Our first potential faculty member is a white male with a little over a year of experience. He is at the assistant professor rank in the Meteorology department. What is his expected salary?

In [100]:
salary_prediction(race = 'W', yrs_experience = 1.2, rank = 'AST', sex = 'M', dept = 'METEO')
The department you chose was: METEOROLOGY
Your predicted annual salary is: 78352.70

How would this change if I were the exact same candidate, but a woman instead?

In [101]:
salary_prediction(race = 'W', yrs_experience = 1.2, rank = 'AST', sex = 'F', dept = 'METEO')
The department you chose was: METEOROLOGY
Your predicted annual salary is: 73079.99

It seems there is a slight gender gap for female professors in this case.

What if we wanted to be a Finance professor as a white male with the same amount of experience?

In [102]:
salary_prediction(race = 'W', yrs_experience = 1.2, rank = 'AST', sex = 'M', dept = 'FIN')
More than one department found. Matching departments include:
Please enter a more specific department:FINANCE
The department you chose was: FINANCE
Your predicted annual salary is: 169270.63

That is more than twice as much! Let's try one of the lower paying departments, such as International Studies.

In [103]:
salary_prediction(race = 'W', yrs_experience = 1.2, rank = 'AST', sex = 'M', dept = 'INT')
More than one department found. Matching departments include:
Please enter a more specific department:INTERNATIONAL
The department you chose was: INTERNATIONAL STUDIE
Your predicted annual salary is: 60344.33

Our predicted salary is less than in the Meteorology department, which we would expect. Feel free to try others in the notebook if you are following along.

I found through trial and error that the predictions tend to be less accurate for younger professors (at least comparing to the examples in the database) than for older, more established ones. This is because there are fewer young professors the model can train on, so you have to treat these salary predictions more skeptically.

Ideas for Improvement and Summary

In this notebook, we took an interesting external dataset and explored it in detail.
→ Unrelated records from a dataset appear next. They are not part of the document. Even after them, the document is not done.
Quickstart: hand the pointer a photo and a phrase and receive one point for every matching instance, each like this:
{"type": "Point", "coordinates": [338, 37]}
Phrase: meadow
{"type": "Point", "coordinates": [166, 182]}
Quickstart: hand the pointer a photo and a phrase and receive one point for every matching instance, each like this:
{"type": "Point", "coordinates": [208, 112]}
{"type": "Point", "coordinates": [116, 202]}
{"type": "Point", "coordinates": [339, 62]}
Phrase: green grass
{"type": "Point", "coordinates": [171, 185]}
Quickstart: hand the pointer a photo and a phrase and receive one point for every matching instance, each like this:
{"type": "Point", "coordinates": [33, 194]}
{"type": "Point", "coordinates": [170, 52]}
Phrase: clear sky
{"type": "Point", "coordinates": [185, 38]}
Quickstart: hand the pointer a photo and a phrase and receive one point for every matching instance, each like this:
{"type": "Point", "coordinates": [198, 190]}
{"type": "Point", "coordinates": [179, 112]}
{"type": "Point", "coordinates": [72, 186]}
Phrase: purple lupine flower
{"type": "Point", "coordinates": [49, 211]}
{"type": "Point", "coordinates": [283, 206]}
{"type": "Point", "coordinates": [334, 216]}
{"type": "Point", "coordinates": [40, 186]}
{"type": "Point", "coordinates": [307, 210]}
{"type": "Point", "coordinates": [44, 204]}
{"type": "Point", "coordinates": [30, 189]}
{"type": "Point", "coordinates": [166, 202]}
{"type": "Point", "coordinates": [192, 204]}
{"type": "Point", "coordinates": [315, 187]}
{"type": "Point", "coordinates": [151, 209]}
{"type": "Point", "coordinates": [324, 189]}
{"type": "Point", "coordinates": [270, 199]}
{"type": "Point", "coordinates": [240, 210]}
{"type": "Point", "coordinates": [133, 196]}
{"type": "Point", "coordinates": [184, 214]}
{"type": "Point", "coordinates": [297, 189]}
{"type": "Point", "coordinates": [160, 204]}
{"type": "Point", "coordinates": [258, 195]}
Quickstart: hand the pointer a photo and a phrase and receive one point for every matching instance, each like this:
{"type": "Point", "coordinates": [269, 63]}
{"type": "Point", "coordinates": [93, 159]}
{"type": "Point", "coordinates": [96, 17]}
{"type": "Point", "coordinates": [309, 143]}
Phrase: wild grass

A fair amount of work was necessary to engineer our features, but we were able to use them afterwards for exploratory data analysis purposes in R. We shaped the data using plyr and visualized it using ggplot2.
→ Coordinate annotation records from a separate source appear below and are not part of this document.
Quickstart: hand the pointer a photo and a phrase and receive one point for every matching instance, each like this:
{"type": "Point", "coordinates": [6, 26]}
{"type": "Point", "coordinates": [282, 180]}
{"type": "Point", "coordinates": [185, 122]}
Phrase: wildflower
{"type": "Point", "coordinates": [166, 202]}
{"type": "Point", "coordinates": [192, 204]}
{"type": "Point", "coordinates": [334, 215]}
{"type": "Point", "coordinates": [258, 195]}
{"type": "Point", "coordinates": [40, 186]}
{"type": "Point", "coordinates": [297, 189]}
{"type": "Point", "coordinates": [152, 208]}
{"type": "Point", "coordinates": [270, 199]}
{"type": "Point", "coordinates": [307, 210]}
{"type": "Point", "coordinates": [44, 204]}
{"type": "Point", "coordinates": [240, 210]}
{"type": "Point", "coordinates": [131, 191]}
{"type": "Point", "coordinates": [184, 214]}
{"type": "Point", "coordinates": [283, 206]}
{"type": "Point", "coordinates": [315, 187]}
Once our EDA was complete, we built a regression model for predicting salaries and tried a few options. Then, we wrote a function to implement the model in an easy way.
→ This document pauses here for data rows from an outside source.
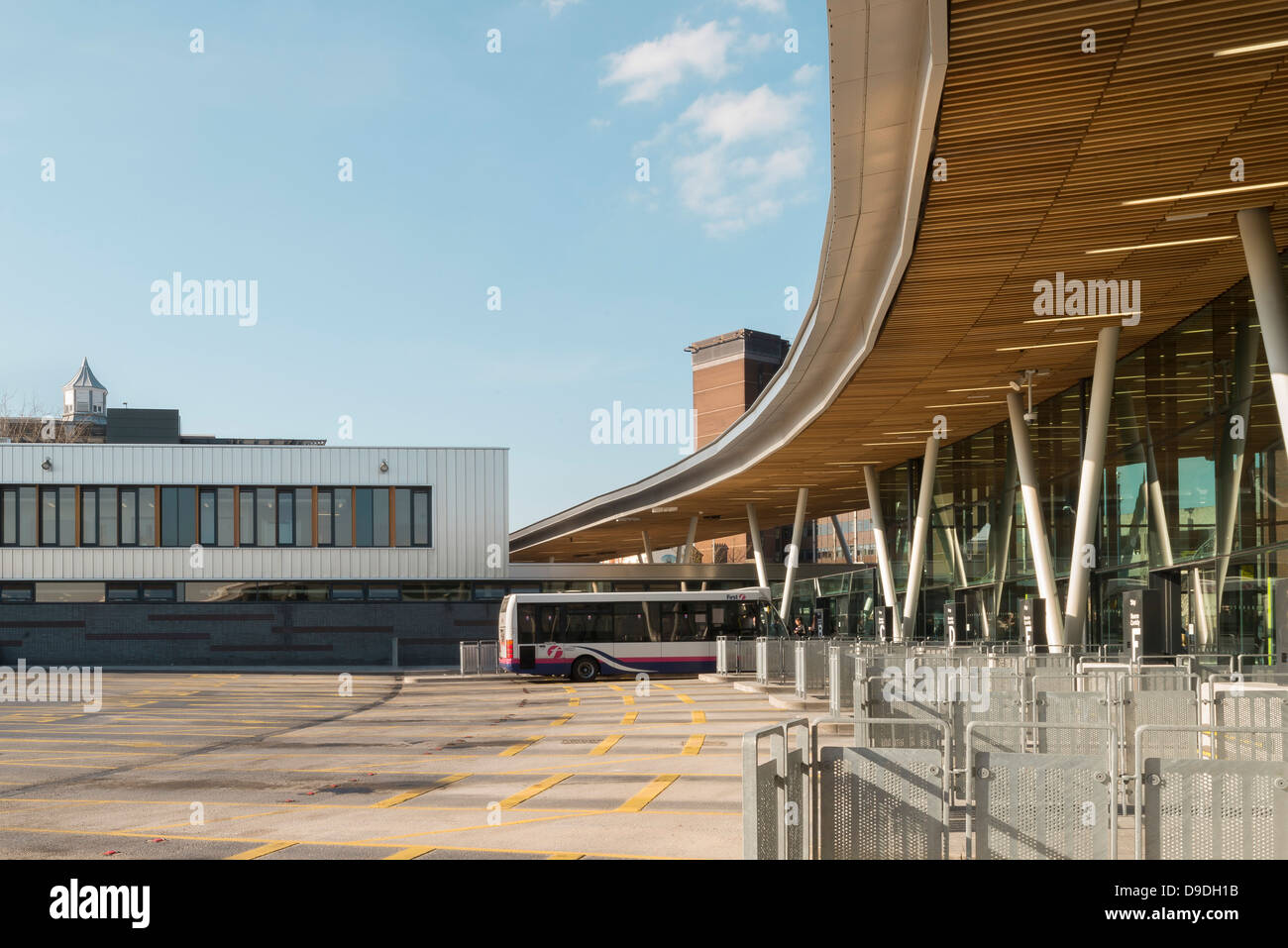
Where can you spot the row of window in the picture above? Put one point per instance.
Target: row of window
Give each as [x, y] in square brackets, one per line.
[215, 517]
[320, 591]
[635, 621]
Of course there were some steps missing since this is just an example, but this is the basic Data Science workflow from start to finish!

Possible ideas for improvement:

  • Include more data from other nearby public universities (or at least ones of similar ranking). This can be tricky, however, because different universities have different college structures, so we would have to design new features again.
  • Try to implement the final prediction function inside of a website by using something such as Flask from Python. The prediction model could be exported via pickling and using sklearn's joblib class.